Еще большее удивление и восхищение, случись кому сойтись с Алешей Малаховым поближе, можно было испытать, узнав, что он так же свободно владеет французским и немецким.
Нельзя сказать, что Алеша был полиглотом. Например, английский язык ему на первых порах давался с трудом, чего нельзя сказать об остальных двух: на французском он начал говорить почти с пеленок, а немецкий выучил погодя, годам к десяти. Пожалуй, если б не мать, которая знала пять европейских языков и работала переводчицей Торговой палаты, английским Алеша заниматься не стал бы. Но мать, с виду хрупкая и слабая, обладала железной волей, и пришлось ему скрепя сердце корпеть по вечерам и в выходные дни над учебниками, спрягая глаголы и до ломоты в языке отрабатывая правильное произношение.
В небольшой, но уютный домик с палисадником на окраине Ленинграда они переселились в конце двадцать девятого года. Из разговора матери с бабушкой Анастасией, нечаянно подслушанного Алешей в детстве, он узнал, что до революции их семья жила в большом красивом доме неподалеку от центра города и что там теперь детский приют; что в восемнадцатом в том доме располагался штаб анархистов, которые вытолкали мать на улицу в одном пальто, а все семейные документы и фотографии сожгли в камине. Впрочем, этот разговор по прошествии времени стал казаться Алеше сновидением, тем более, что однажды он попытался расспросить мать об этом поподробнее, и она посоветовала, смеясь, не читать на ночь тоненьких книжиц в обтрепанных бумажных переплетах, где рассказывалось об "удивительных, невероятных, смертельно-опасных" приключениях знаменитого американского сыщика Ната Пинкертона, и которые он вымаливал у знакомого букиниста.
До двадцать второго года они жили вместе с бабушкой Анастасией, которая сама снимала комнату у одной из своих подруг в деревне: ее дом сожгли в семнадцатом мародеры.
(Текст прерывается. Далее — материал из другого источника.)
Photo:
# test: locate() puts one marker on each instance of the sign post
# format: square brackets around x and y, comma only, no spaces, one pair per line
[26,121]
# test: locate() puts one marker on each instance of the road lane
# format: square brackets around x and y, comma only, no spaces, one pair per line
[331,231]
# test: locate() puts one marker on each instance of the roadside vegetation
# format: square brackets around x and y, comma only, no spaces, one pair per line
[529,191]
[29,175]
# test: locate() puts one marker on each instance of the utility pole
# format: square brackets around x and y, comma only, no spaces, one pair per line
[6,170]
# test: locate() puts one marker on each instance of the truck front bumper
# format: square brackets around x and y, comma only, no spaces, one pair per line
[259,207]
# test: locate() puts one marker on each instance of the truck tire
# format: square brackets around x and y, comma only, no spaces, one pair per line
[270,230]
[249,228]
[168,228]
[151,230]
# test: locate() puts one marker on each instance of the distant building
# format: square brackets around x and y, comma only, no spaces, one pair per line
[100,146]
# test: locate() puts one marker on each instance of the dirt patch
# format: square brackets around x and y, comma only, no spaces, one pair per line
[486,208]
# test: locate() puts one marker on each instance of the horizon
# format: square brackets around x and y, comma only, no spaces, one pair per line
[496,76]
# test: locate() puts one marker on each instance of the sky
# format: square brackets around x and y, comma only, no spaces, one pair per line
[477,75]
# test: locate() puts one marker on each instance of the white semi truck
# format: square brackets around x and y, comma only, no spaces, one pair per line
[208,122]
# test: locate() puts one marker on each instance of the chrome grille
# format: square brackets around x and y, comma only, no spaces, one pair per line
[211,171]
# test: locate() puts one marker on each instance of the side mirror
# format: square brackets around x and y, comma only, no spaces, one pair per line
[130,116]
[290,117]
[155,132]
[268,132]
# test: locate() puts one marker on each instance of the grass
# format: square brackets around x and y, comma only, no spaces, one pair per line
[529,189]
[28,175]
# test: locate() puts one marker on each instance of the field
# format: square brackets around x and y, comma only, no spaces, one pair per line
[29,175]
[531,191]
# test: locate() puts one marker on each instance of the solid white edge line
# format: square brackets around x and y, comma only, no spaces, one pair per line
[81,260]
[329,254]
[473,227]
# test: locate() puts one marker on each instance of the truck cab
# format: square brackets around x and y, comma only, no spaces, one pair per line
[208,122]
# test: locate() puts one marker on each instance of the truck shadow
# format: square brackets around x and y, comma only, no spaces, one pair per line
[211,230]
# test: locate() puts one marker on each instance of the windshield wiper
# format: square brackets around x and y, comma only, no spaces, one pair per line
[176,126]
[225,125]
После смерти бабушки они возвратились в Петроград, где семь лет прожили в коммунальной квартире, которую дали матери, так как она поступила работать секретарем-машинисткой в какую-то контору. Что собой представляла эта контора, Алешу тогда не интересовало. Его больше волновал скудный паек, который мать приносила домой каждую субботу. В качестве машинистки мать пробыла недолго – уже в двадцать пятом ее приняли в Торговую палату. И вот год назад умерла дальняя родственница бабушки Анастасии, которая завещала им этот домик на окраине, куда они и не замедлили перебраться…
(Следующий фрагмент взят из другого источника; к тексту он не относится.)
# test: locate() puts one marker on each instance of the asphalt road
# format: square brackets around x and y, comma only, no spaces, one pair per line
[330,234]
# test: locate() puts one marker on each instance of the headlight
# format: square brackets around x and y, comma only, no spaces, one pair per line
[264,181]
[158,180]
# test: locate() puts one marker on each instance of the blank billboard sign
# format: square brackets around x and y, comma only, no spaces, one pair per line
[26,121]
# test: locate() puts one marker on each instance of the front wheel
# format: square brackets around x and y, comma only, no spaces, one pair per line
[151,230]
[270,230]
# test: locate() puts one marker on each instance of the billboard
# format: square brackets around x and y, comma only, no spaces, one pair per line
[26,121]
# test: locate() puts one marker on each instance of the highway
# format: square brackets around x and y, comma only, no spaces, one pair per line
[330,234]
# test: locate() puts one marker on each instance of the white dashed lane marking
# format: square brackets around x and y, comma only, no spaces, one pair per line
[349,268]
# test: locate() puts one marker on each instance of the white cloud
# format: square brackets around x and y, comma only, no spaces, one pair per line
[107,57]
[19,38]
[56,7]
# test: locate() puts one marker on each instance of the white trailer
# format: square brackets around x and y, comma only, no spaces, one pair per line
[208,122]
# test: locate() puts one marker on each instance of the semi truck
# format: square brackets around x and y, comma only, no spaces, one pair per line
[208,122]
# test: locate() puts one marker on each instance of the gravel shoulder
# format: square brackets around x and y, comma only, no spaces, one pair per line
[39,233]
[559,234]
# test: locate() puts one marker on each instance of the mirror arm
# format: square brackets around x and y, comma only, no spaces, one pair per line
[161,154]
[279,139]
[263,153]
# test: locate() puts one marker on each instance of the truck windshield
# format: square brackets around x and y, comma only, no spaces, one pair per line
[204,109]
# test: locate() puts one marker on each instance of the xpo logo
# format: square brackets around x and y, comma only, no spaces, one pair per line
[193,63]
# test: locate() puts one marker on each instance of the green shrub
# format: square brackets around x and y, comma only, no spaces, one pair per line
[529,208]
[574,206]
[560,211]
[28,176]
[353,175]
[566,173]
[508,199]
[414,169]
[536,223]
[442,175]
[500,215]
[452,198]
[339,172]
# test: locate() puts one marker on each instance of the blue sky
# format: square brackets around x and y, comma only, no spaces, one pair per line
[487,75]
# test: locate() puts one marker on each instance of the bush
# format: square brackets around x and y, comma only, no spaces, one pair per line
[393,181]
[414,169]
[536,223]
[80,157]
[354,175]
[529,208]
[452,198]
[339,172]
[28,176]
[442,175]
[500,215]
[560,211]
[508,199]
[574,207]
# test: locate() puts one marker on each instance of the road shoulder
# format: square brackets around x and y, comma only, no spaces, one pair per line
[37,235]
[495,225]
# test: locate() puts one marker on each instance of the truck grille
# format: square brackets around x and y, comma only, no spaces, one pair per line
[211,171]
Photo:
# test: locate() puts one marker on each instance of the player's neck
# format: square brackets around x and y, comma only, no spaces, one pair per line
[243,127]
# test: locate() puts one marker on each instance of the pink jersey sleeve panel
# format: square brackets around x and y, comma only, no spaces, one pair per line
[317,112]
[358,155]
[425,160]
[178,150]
Алеша, не глядя, нащупал чашку с уже успевшим остыть чаем, отхлебнул глоток, перевернул очередную страницу… И в это время кто-то постучал в дверь. Мельком взглянув на старые ходики, у которых вместо гири висел амбарный замок, Алеша в удивлении передернул плечами: кто бы это мог быть? Если мать, то он, кажется, дверь на засов не закрывал, а больше никто к ним не хаживал – немногочисленные знакомые и друзья, как его, так и матери, жили на другом конце города и навещали их очень редко, да и то в основном по праздникам, а новыми они еще не успели обзавестись, потому что мать, сколько ее помнил Алеша, отличалась замкнутым характером, с людьми сходилась очень трудно и старательно избегала шумного общества.
– Входите, там не заперто! – чуть помедлив, уже на повторный стук отозвался Алеша, быстрым движением поправив свои густые черные кудри.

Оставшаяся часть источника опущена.